Kafka optimal configuration


(Allen Chan) #1

I am trying to use Kafka to replace redis.
I am curious if anyone can help with this question

I have three brokers that would have 4 topics. Each topic would have dedicated three logstash indexers.

My question should the topics have 3 partitions and each indexer goes to 1 partition with 1 consumer_thread? or should expand it a little bit. IE topic has 6 partitions (2 per broker) and each indexer has 2 consumer_threads?

i know the total # of consumer_threads should equal total partitions of a topic but dont know what scenario leads to higher throughput.

Any guidance would be great


(Joe Lawson) #2

Your primary bottleneck is likely going to be Elasticsearch. Also, it would
help if you let us know 1) cloud or data center and 2) cpu and memory
sizes. I am assuming you are in a data center. With that said, lets
consider the questions. First, always leave the logstash-input-kafka
consumer_threads at 1. That option should be removed and I keep saying it
here but don't do a PR, so apologies for that. The short explanation here
is that Kafka, in the background, creates a consumer thread for each
partition it has assigned. Each consumer thread pushes its messages in the
internal buffer into Logstash's processing chain (input>filter>output).
Because each consumer thread has it's own collection of threads there is no
need to add the additional "consumer_threads" as threading is already
happening.

That aside, the scenarios we are looking at are three partitions with three
consumers or six partitions with three consumers. The primary reason to
have more partitions than the maximum number of consumers you are running
is to allow more throughput later if you added more consumers.

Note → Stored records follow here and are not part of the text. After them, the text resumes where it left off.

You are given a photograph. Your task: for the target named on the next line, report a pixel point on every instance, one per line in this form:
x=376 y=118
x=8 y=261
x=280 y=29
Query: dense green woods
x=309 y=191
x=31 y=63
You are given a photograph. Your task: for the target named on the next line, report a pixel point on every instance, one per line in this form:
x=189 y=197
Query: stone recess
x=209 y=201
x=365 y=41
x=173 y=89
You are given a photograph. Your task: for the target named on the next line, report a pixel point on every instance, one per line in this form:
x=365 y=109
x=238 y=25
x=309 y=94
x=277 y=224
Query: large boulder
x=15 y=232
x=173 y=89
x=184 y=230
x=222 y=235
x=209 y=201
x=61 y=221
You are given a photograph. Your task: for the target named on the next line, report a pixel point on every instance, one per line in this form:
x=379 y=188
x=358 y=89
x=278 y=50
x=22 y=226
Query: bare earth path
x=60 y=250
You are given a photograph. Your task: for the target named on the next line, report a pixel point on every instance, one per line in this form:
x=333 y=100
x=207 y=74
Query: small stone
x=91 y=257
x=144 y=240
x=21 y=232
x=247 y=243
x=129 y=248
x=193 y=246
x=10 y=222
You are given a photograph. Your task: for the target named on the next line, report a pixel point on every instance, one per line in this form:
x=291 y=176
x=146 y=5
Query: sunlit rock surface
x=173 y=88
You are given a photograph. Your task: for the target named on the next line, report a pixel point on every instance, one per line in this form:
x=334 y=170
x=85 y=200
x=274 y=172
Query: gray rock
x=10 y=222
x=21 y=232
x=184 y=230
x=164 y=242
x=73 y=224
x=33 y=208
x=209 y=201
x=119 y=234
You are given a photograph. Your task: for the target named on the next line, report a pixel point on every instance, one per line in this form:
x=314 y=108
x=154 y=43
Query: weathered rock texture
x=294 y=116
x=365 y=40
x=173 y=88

For example
if you ran six logstash servers each with a logstash-input-kafka consumer
instead of just three. Raising the number of partitions beyond three when
you are only running with three consumers will likely not give you much of
a benefit from the consumption perspective, in fact it'll probably slow
things down as there will be parallel context switches going on in the
background. Also consider that Kafka is just streaming offsets from the
brokers so breaking up partitions can causes more disk IO thrashing if the
events are not in cache.

Please keep in mind that "slowing down" is in PC speeds, not human so the
impact could be negligible. Also if your Kafka boxes are running SSDs and a
ton of memory, more partitions isn't going to hurt much and can give you
headroom for the future. Consider scanarios where many systems are
producing messages for Kafka, having more partitions can spread the load
across the brokers.

One scenario where you may want to have more partitions is if your logstash
server has multiple CPU cores. You would probably want 1 to 2 cores for
logstash and then match the rest for kafka. IE if each box is a 4 core, you
may want to consider a setup of 2x partitions per logstash instance. So six
partitions with three four core machines. you would have two cores handling
all the kafka threads and two filtering and talking to Elastchsearch.

If you are on the cloud, I generally suggest using 1 CPU machines and then
set your logstash autoscaling group to scale on CPU consumption with a
minimum of 1 and a max equal to the number of partitions. Then your setup
scales on load. When peak is hitting more instances will fire, etc.

Hope this helps!

Sincerely,

Joe Lawson


(system) #3